6. The method according to claim 2, wherein the fluorozirconate is sodium fluozirconate and the fluoborate is sodium fluoborate.

7. The method according to claim 6, wherein the cryolite obtained in Step B is a sodium cryolite the molecular formula of which is 6/5NaF.Math.AlF.sub.3.

8. The method of claim 6, wherein a chemical equation involved in the method is $\frac{10}{3}\mathrm{Al}+{\mathrm{Na}}_2{\mathrm{ZrF}}_6+2{\mathrm{NaBF}}_4={\mathrm{ZrB}}_2+\frac{10}{3}\left(\frac{6}{5}\mathrm{NaF}.Math.{\mathrm{AlF}}_3\right).$

Description

DETAILED DESCRIPTION OF THE PREFERRED EMBODIMENTS

(1) The disclosure is described below in detail with reference to specific embodiments.

Embodiment 1

(2) One ton of aluminum is weighted and placed in a reactor, the reactor is vacuumized and fed with argon for protection and then heated to 750 degrees centigrade, a mixture consisting of dry potassium fluoborate and dry potassium fluozirconate in a reaction ratio is slowly added into the reactor, wherein the molar ratio of potassium fluoborate to potassium fluozirconate is 2:1, the reactants are rapidly stirred for 5 hours to generate zirconium boride and a potassium cryolite

(3) $\frac{6}{5}\mathrm{KF}.Math.{\mathrm{AlF}}_3,$
then the cover of the reactor is opened, the upper molten liquid potassium cryolite is pumped out using a siphon pump.

(4) When an electrolyte consisting of the potassium cryolite

(5) $\left(\frac{6}{5}\mathrm{KF}.Math.{\mathrm{AlF}}_3\right)$
provided herein and aluminium oxide is used in an aluminum electrolysis industry, the working range of an electrolysis temperature can be controlled between 900-960 degrees centigrade.

Embodiment 2

(6) One ton of aluminum is weighted and placed in a reactor, the reactor is vacuumized and fed with argon for protection and then heated to 750 degrees centigrade, a mixture consisting of dry sodium fluoborate and dry sodium fluozirconate in a reaction ratio is slowly added into the reactor, wherein the molar ratio of sodium fluoborate to sodium fluozirconate is 2:1, the reactants are rapidly stirred for 5 hours to generate zirconium boride and a sodium cryolite

(7) $\frac{6}{5}\mathrm{NaF}.Math.{\mathrm{AlF}}_3,$
then the cover of the reactor is opened, the upper molten liquid sodium cryolite is pumped out using a siphon pump.

(8) When an electrolyte consisting of the sodium cryolite

(9) $\left(\frac{6}{5}\mathrm{NaF}.Math.{\mathrm{AlF}}_3\right)$
provided herein and aluminum oxide is used in an aluminum electrolysis industry, the working range of an electrolysis temperature can be controlled between 900-960 degrees centigrade.

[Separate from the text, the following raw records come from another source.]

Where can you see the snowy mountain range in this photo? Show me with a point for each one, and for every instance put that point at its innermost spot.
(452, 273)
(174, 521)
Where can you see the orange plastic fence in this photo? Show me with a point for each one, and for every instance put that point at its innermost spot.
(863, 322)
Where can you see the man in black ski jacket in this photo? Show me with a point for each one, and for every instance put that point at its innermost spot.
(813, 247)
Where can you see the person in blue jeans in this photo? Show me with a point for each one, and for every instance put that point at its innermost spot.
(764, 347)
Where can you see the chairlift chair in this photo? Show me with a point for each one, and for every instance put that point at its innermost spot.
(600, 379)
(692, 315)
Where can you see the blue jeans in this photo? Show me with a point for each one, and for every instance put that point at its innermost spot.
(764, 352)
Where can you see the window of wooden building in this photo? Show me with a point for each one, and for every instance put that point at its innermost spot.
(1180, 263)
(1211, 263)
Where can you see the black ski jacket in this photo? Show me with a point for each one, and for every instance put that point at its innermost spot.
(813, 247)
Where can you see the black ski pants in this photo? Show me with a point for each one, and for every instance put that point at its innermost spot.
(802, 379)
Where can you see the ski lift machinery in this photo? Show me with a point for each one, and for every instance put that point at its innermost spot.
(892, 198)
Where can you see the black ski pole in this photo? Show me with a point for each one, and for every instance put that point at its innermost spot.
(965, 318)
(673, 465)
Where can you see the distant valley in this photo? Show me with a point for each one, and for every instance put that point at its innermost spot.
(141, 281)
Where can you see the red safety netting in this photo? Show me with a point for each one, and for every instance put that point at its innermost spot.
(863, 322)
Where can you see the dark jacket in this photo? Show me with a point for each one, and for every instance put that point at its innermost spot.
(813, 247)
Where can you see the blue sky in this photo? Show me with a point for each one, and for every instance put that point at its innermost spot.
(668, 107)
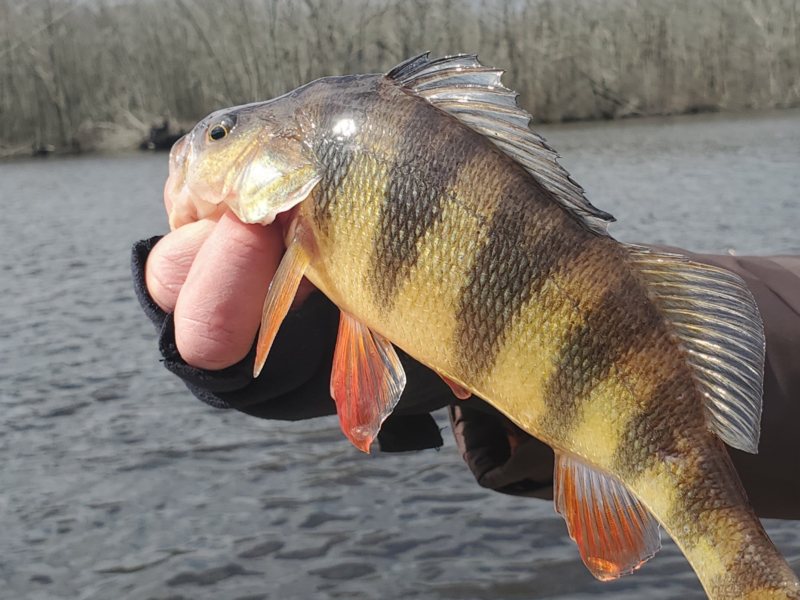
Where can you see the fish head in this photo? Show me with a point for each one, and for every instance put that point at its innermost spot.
(251, 158)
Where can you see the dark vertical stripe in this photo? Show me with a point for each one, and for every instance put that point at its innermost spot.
(586, 354)
(527, 241)
(428, 153)
(336, 158)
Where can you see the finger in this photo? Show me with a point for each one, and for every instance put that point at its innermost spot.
(219, 307)
(170, 260)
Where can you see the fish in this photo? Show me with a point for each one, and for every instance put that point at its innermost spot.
(421, 203)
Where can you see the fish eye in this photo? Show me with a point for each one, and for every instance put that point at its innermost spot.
(221, 129)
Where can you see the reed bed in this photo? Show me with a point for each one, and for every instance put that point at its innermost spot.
(88, 74)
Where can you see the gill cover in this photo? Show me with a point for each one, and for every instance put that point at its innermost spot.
(251, 158)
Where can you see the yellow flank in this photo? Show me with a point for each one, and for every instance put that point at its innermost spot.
(526, 359)
(705, 558)
(426, 302)
(603, 417)
(344, 266)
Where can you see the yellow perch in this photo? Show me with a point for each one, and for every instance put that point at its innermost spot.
(423, 206)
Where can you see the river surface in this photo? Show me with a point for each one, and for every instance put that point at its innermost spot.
(115, 483)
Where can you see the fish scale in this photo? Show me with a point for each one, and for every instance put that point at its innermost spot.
(420, 204)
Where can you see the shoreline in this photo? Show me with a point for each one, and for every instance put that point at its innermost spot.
(105, 147)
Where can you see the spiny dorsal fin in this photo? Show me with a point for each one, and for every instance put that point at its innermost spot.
(615, 533)
(473, 93)
(715, 317)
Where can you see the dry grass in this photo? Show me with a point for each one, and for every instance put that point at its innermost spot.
(81, 74)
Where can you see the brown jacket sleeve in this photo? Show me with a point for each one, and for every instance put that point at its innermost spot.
(504, 458)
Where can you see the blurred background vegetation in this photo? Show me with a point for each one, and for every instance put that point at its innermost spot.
(98, 74)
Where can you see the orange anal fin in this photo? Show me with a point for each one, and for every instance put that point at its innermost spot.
(366, 382)
(615, 533)
(460, 392)
(279, 299)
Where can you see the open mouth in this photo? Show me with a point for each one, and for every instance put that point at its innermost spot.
(184, 204)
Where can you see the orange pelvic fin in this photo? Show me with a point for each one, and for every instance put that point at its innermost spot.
(279, 298)
(460, 392)
(366, 382)
(615, 533)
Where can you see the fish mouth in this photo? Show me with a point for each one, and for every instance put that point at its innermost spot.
(187, 202)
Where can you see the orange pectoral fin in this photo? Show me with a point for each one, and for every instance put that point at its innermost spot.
(366, 382)
(279, 298)
(615, 533)
(460, 392)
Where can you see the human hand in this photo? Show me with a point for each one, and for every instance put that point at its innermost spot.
(214, 274)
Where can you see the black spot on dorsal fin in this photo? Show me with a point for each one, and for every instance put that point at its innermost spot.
(474, 94)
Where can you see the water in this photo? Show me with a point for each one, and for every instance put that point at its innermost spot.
(116, 483)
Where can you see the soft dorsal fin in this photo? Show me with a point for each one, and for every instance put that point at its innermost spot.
(473, 93)
(615, 533)
(715, 317)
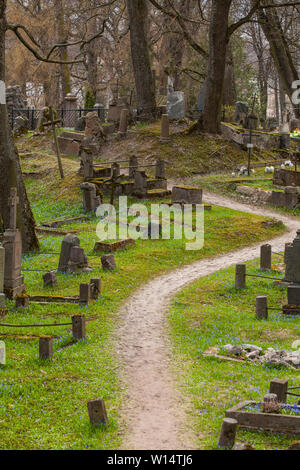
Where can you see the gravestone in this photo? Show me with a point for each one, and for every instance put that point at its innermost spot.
(176, 105)
(2, 264)
(160, 170)
(292, 259)
(123, 123)
(87, 163)
(241, 112)
(165, 129)
(12, 243)
(78, 260)
(108, 262)
(50, 279)
(2, 353)
(133, 166)
(68, 242)
(140, 184)
(187, 195)
(201, 99)
(90, 199)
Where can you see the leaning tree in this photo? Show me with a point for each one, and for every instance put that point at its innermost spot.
(11, 174)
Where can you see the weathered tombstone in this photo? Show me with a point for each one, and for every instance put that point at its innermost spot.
(78, 260)
(265, 258)
(84, 294)
(187, 195)
(2, 353)
(294, 124)
(22, 301)
(90, 199)
(285, 137)
(140, 184)
(45, 347)
(165, 129)
(262, 308)
(176, 105)
(12, 242)
(108, 262)
(50, 279)
(133, 166)
(280, 388)
(240, 276)
(293, 295)
(2, 264)
(70, 105)
(97, 412)
(228, 433)
(270, 403)
(160, 169)
(68, 242)
(292, 257)
(95, 288)
(123, 123)
(241, 112)
(87, 163)
(78, 326)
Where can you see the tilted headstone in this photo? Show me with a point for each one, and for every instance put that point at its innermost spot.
(78, 260)
(292, 259)
(176, 105)
(2, 353)
(2, 264)
(90, 199)
(12, 242)
(241, 111)
(50, 279)
(123, 123)
(160, 170)
(108, 262)
(165, 128)
(140, 183)
(133, 166)
(68, 242)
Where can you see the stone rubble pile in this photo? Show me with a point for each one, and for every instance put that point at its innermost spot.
(270, 356)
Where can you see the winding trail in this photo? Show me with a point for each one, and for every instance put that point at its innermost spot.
(154, 412)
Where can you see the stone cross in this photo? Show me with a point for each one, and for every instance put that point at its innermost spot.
(13, 203)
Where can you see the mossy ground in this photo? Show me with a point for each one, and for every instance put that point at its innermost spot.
(212, 313)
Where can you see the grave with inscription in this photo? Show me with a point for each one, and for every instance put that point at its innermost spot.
(12, 243)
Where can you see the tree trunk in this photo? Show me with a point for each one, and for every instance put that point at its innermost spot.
(145, 87)
(214, 85)
(63, 51)
(229, 97)
(11, 175)
(280, 52)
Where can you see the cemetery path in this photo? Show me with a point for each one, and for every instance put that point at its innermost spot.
(155, 411)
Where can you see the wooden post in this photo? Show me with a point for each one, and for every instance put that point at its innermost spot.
(61, 171)
(45, 347)
(262, 308)
(240, 276)
(265, 258)
(228, 433)
(280, 388)
(97, 411)
(78, 326)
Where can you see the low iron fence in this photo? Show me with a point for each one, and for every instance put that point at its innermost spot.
(69, 117)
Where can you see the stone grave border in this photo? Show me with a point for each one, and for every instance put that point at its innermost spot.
(266, 421)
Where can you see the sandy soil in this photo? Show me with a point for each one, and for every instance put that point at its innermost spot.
(154, 413)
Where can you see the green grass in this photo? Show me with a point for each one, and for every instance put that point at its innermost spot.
(211, 312)
(43, 403)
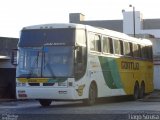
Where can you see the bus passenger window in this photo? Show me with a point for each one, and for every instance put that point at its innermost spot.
(126, 49)
(144, 52)
(117, 46)
(121, 47)
(106, 45)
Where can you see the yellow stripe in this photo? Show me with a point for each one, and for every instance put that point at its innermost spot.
(33, 80)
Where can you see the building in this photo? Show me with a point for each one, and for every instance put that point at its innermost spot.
(7, 70)
(144, 28)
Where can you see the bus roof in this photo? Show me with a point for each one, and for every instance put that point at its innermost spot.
(103, 31)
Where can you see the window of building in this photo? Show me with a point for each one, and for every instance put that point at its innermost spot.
(117, 47)
(95, 42)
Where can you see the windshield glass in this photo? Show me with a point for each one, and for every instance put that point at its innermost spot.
(49, 61)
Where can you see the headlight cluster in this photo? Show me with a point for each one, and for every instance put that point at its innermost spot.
(19, 84)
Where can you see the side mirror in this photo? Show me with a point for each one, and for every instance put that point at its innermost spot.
(14, 57)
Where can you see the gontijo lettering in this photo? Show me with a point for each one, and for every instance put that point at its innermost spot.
(130, 65)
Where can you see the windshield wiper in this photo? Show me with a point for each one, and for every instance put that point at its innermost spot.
(35, 62)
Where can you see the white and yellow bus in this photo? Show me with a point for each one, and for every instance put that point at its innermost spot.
(81, 62)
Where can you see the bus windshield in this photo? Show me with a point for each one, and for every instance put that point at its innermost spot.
(49, 61)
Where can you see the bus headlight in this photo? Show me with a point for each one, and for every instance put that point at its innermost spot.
(18, 84)
(62, 83)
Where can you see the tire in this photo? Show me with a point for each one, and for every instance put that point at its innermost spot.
(142, 91)
(136, 92)
(92, 95)
(45, 102)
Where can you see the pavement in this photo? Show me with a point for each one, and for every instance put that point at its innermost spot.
(152, 97)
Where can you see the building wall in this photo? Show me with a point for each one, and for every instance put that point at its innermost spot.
(143, 27)
(7, 70)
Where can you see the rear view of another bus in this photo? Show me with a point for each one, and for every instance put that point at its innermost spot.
(46, 63)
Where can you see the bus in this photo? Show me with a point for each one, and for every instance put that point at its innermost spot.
(81, 62)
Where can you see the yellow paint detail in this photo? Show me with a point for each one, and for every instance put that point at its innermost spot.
(33, 80)
(135, 70)
(80, 90)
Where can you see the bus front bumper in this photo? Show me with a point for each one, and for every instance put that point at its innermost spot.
(46, 93)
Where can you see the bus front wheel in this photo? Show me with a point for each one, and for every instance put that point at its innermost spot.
(45, 102)
(92, 95)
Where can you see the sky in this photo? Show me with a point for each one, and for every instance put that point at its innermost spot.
(16, 14)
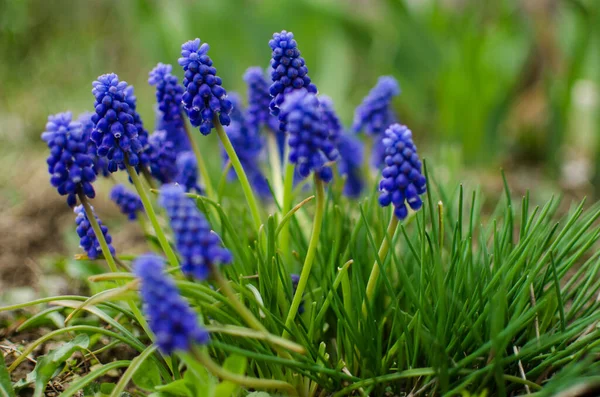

(10) The above is detailed description of the disclosure with reference to specific preferred embodiments which is not to be construed as limiting the disclosure. The various simple deductions or replacements that can be devised by those of ordinary skill in the art without departing from the concept of the disclosure all fall within the protection scope of the disclosure.